The Future of Annual Meetings and Scholarly Societies
This research project on the future of scholarly meetings was conducted by Ithaka S+R and JSTOR Labs in partnership with representatives from 17 scholarly societies and with generous funding from the Alfred P. Sloan Foundation. A cohort of co-learners met regularly throughout 2022 and into early 2023 for strategic discussions and design-informed workshops about the challenges facing scholarly conferences and opportunities for change. Individual sessions within our institute focused on financial models for virtual and hybrid meetings, meeting member needs, working with boards, and a design jam to develop concrete innovations, as shown on the schedule below.

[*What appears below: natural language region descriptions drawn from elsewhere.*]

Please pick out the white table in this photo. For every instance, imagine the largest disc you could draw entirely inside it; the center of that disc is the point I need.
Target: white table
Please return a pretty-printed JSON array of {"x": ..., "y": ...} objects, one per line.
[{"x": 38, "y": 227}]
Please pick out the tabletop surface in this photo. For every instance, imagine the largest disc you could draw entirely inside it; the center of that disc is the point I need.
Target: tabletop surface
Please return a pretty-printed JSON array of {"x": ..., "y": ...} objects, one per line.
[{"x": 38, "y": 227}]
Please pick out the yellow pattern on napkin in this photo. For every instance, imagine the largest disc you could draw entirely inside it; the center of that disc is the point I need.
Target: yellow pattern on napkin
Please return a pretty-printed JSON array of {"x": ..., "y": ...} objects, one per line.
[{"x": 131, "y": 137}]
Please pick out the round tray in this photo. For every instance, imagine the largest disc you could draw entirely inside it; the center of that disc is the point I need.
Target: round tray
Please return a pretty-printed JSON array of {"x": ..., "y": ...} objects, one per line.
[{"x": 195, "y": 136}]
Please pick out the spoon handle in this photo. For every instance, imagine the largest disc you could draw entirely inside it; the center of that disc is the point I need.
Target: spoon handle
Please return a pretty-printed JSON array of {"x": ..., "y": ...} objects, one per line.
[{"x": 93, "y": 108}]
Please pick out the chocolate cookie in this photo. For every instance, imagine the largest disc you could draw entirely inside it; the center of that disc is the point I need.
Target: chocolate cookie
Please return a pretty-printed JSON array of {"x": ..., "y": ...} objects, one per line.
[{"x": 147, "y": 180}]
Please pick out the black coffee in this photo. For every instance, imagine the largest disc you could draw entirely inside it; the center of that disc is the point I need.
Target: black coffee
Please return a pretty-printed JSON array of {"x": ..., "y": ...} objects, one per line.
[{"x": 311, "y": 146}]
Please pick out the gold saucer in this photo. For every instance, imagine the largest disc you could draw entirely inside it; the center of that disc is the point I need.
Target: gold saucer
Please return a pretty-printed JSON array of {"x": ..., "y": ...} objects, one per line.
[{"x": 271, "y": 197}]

Scholarly societies have long traditions of hosting conferences, yet too often convention rather than purpose drives decisions on content and format. Experiments with conference design should begin with a clear articulation of purpose.
The structure and content of meetings send strong signals about an organization’s priorities and values. Decisions-making about conferences should be calibrated to reflect a society’s mission and goals.
Making significant changes to meeting formats involves risk, but new conference modalities provide even greater opportunities to increase the impact and accessibility of scholars, build and empower diverse research communities, and improve the sustainability of societies.
Hybrid conferences are already here, but hybrid is best envisioned as a changeable cluster of possibilities rather than a single format.